Gülenler dehr işinden gafil idi

Velîkin aglayanlar ‘âkıl idi

                                  

Önemli şairlerimizden biri olan Lâmiî ise akılla söz dinlemeyi özdeşleştirmeye çalışmıştır. Ona göre cahiller söz dinlemezler. Akıllılar ise nasihat dinleyen kişilerdir:

 

Velî bî-‘akl olan söz mi işidür

Nasîhat diŋlemek ‘âkıl işidür

                      

              Fuzûlî Leyla vü Mecnun'un bir başka yerinde akıllı kişinin dûr-bîn kişi olduğunu söyler. Yani uzak görüşlü kişilerdir bunlar:

 

Âkil kişi dûr-bîn gerekdür

Dünyâya ümîd bir direkdür

               

 

Klasik şiirimiz çok fazla örneğini verceğimiz yukarıdaki özlü tespitlerle doludur.

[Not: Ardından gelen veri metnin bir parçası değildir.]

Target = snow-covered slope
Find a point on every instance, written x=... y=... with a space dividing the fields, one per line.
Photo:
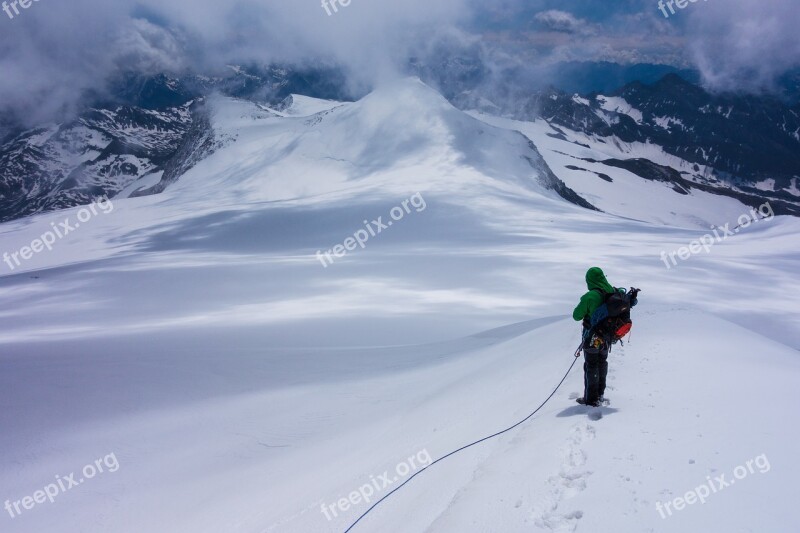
x=241 y=384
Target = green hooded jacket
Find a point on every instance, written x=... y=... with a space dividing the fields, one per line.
x=595 y=279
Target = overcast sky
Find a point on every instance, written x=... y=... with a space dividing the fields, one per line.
x=56 y=49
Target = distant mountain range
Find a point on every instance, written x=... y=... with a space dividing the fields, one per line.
x=150 y=130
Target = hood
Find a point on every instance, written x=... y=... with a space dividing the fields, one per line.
x=595 y=279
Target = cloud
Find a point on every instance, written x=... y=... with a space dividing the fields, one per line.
x=744 y=44
x=561 y=21
x=54 y=52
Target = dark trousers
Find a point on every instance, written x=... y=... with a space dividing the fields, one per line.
x=595 y=370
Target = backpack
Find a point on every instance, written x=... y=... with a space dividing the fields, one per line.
x=612 y=320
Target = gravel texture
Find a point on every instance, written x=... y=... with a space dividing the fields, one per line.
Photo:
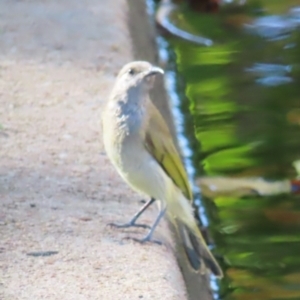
x=58 y=61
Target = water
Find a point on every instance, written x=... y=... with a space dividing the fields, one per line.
x=240 y=99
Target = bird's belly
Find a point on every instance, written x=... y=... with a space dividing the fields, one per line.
x=142 y=172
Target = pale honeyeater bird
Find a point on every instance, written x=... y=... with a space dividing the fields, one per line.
x=140 y=146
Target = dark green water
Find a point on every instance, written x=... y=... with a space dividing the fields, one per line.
x=241 y=104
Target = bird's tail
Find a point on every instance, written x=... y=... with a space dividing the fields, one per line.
x=197 y=251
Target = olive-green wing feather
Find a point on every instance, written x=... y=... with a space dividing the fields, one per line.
x=159 y=143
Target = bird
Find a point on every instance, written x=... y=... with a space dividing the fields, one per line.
x=140 y=146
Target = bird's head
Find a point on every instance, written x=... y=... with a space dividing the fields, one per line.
x=138 y=74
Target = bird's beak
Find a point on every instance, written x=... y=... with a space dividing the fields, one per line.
x=154 y=70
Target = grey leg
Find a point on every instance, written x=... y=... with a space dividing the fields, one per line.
x=132 y=223
x=148 y=236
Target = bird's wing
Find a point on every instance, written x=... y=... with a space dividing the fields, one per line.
x=158 y=141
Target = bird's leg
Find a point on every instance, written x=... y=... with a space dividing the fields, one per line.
x=132 y=223
x=148 y=236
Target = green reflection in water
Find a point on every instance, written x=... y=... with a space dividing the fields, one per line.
x=244 y=96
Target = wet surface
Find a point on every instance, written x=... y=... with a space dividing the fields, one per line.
x=240 y=101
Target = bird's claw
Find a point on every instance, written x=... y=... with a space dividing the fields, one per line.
x=143 y=240
x=128 y=225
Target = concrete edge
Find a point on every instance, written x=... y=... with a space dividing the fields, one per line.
x=142 y=32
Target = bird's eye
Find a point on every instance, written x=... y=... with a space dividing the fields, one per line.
x=131 y=71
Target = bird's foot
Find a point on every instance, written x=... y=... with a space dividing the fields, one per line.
x=146 y=239
x=128 y=225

Bu şiiri hayattan ve hakikatten kopuktur diye bir köşeye attığımız için onlardaki güzellikleri de göremiyoruz.

Sevgili Yunusumuz akıllı kişiyi kimseye ziyanı dokunmayan kişi olarak tanımlamış.

Dünyâ içre ‘âkil kişi degmez kimseye ziyânı

 

Âkıl mı Âkil mi

Ben listelerde adı ilan edilen âkıl adamlardan biri değilim.

Bu listede adım yok diye kendimi deli adam ilan edecek halim de yok.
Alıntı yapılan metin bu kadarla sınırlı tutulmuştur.